Même quand ça va bien
Pour combler ce vide, il a mis sur pied The Locker Room (thelockerroomhockey.com), une plate-forme où les joueurs, menés par un intervenant, sont invités à interagir entre eux lors de séances virtuelles d’environ 90 minutes.
«Le but, c’est que les joueurs discutent, échangent et apprennent les uns des autres. C’est une discussion et non un cours où ils ne font qu’écouter», a expliqué Daigle, ancien gardien des Mooseheads d’Halifax.
«La thématique du locker room, c’est le vestiaire. Le vestiaire, c’est un lieu où les gars se sentent en sécurité. Il s’en dit des choses dans un vestiaire. C’est ce qu’on veut reproduire», a-t-il poursuivi.
La gestion de match, la confiance, la préparation, la motivation, la gestion du stress et la concentration sont les thèmes qui seront abordés tout au long de l’année par les différents intervenants (des anciens joueurs, des entraîneurs, des préparateurs mentaux).
«L’aspect mental, il ne faut pas seulement s’en occuper quand ça va mal. C’est quand ça va bien qu’il faut apprendre comment le faire et comment l’appliquer», a insisté l’homme de 29 ans. «La préparation mentale, par exemple. On en parle beaucoup, on dit que c’est important. Mais comment on fait ça? Quand le fait-on? C’est quoi les trucs qui existent pour la maximiser?»
Visualisation
Il y a quelques semaines, The Locker Room a tenu sa première séance, une sorte de pilote pour ainsi dire. Le succès de cette première expérience a convaincu le fondateur de l’utilité de son projet.

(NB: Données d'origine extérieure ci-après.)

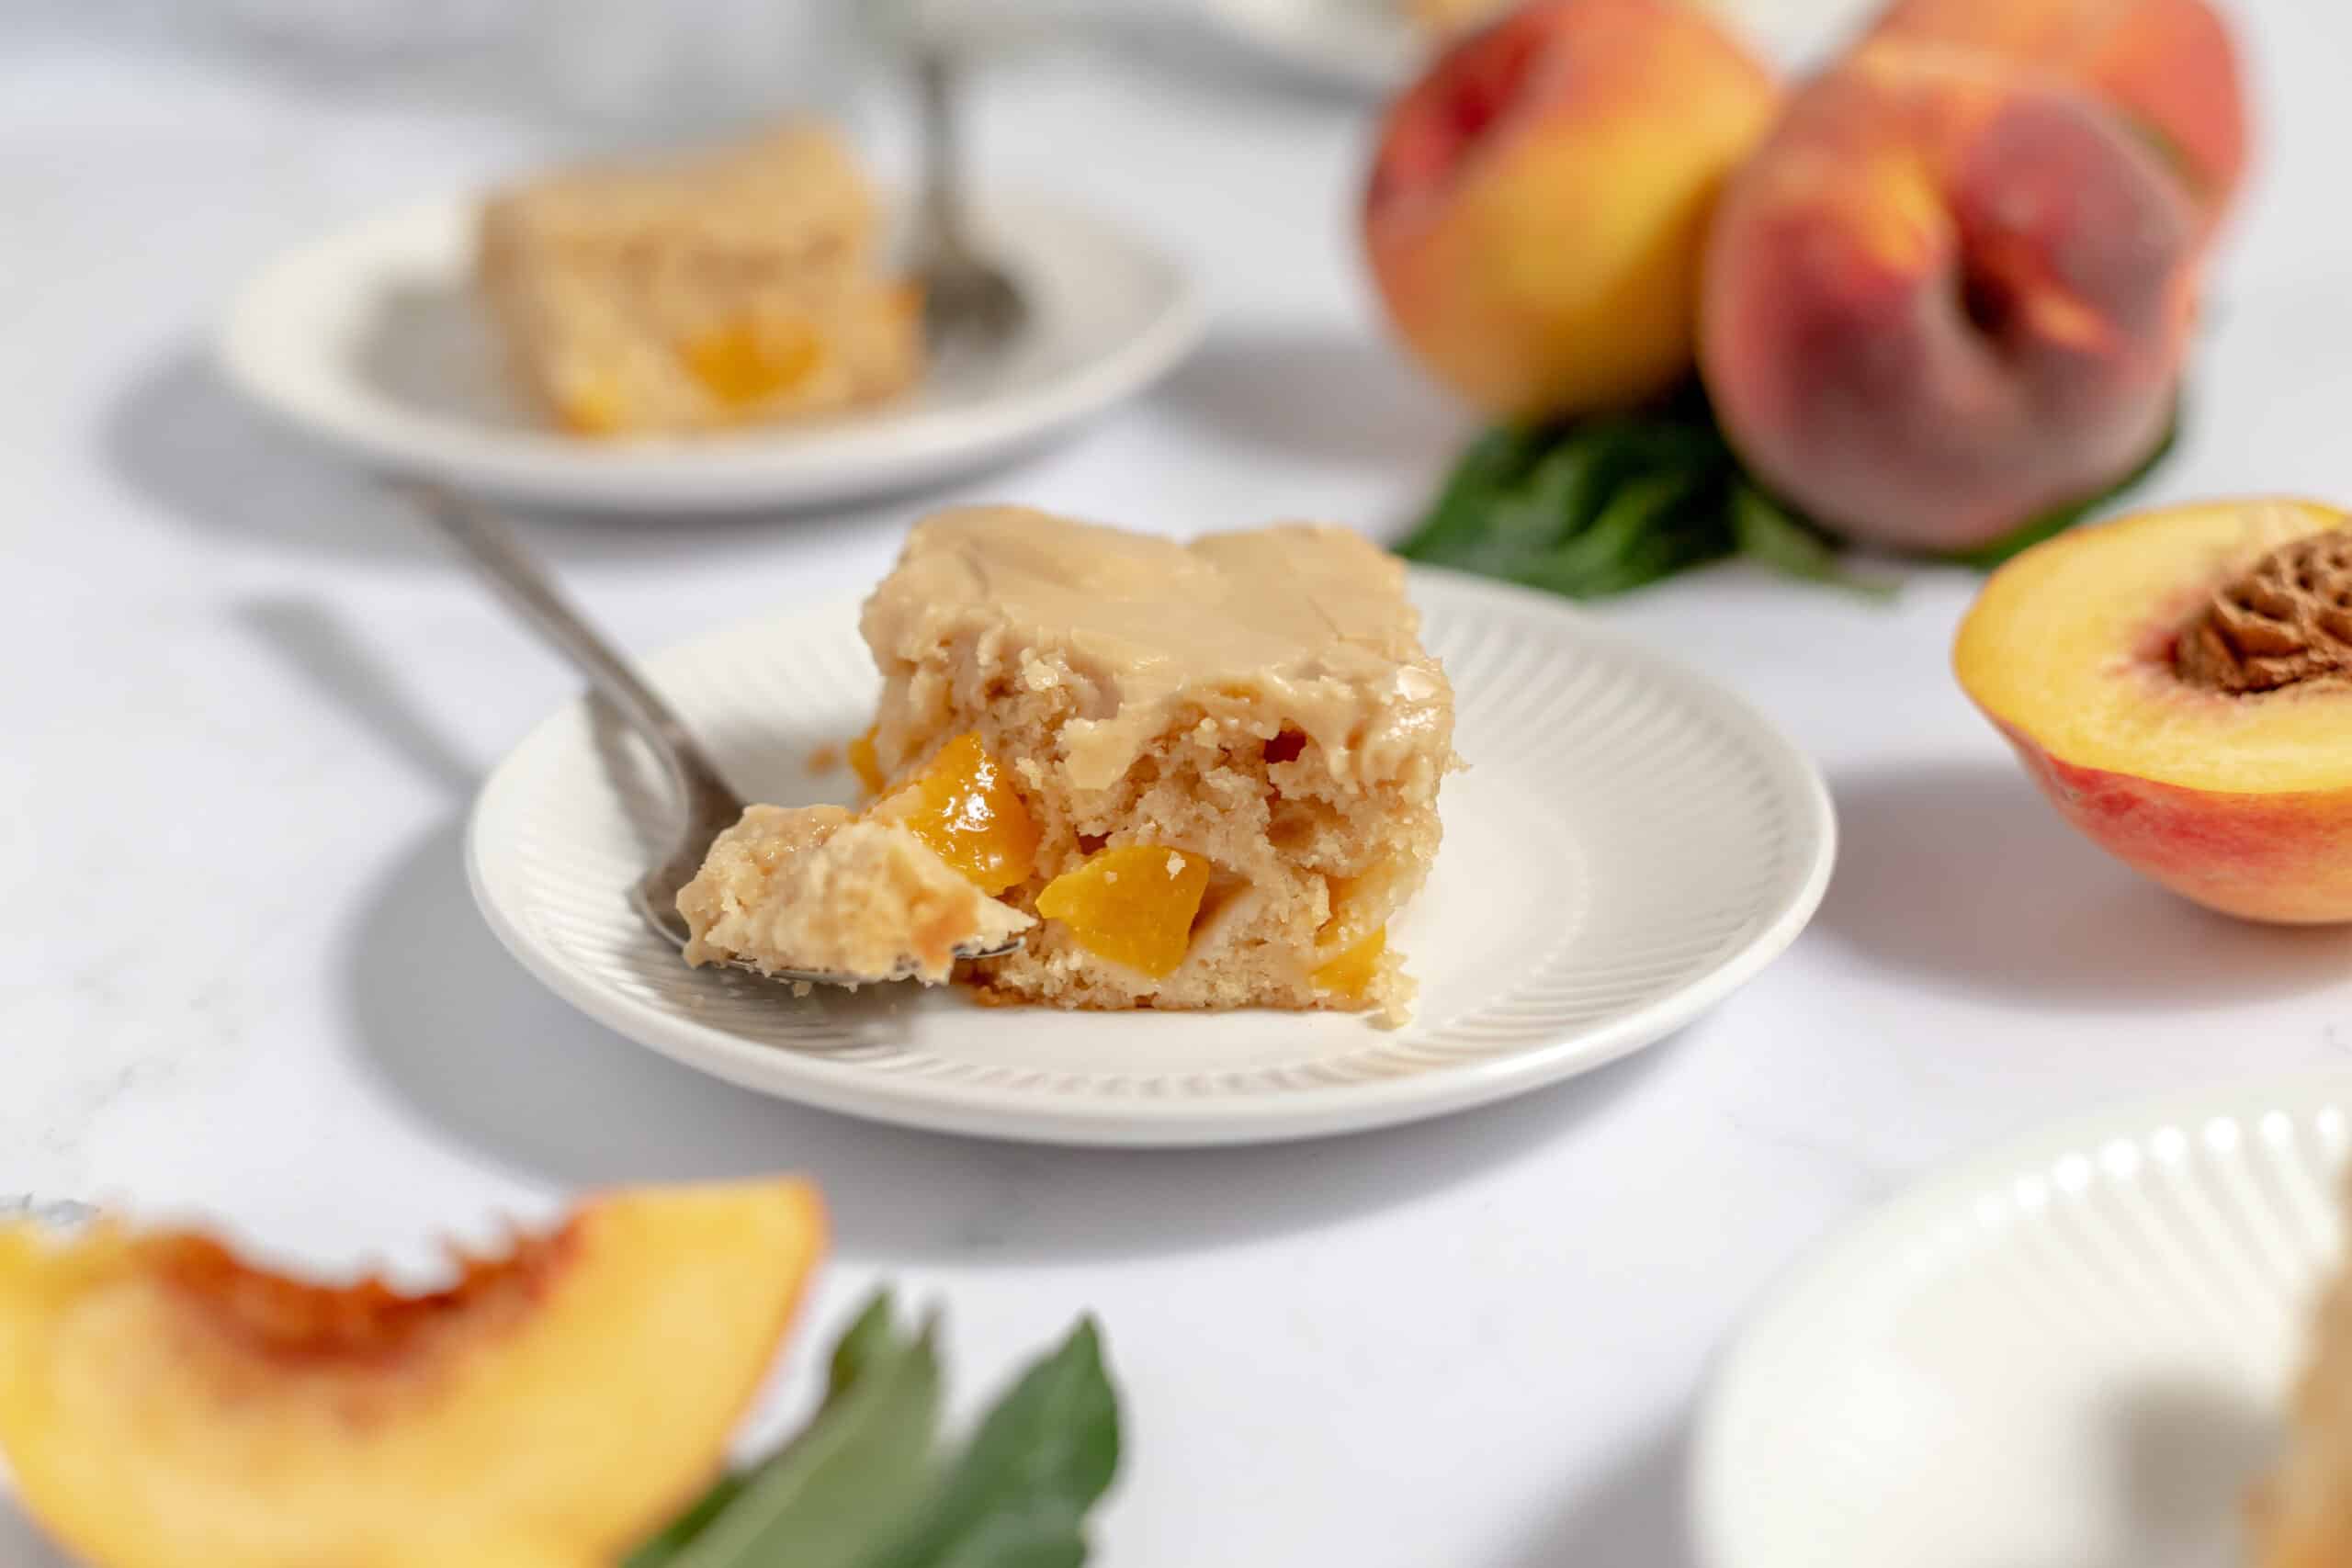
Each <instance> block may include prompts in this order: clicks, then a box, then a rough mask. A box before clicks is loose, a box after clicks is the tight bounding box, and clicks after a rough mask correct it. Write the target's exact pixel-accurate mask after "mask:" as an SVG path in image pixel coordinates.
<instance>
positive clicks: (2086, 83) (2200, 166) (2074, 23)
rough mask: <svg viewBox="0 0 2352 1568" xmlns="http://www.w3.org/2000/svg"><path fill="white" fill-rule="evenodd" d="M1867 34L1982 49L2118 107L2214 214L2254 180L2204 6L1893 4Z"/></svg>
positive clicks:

«Ça a été super positif. C’est même nous qui avons dû mettre un terme à la session parce qu’on avait dépassé le temps alloué», a-t-il raconté. «Les gars se sont échangé des idées auxquelles certains autres n’avaient pas pensé. On avait, entre autres, trois joueurs de la LHJMQ, un des rangs universitaires et un du midget AAA. Les plus vieux ont autant appris du plus jeune que l’inverse.»
Le projet n’en est qu’à ses balbutiements, mais Daigle voit déjà grand.
«Pour l’instant, on se concentre sur le Québec, mais ça ne veut pas dire qu’on n’élargira pas nos cadres [à] un moment donné.»
Daigle a raison de penser ainsi. Après tout, la visualisation, ça fait également partie de la préparation mentale.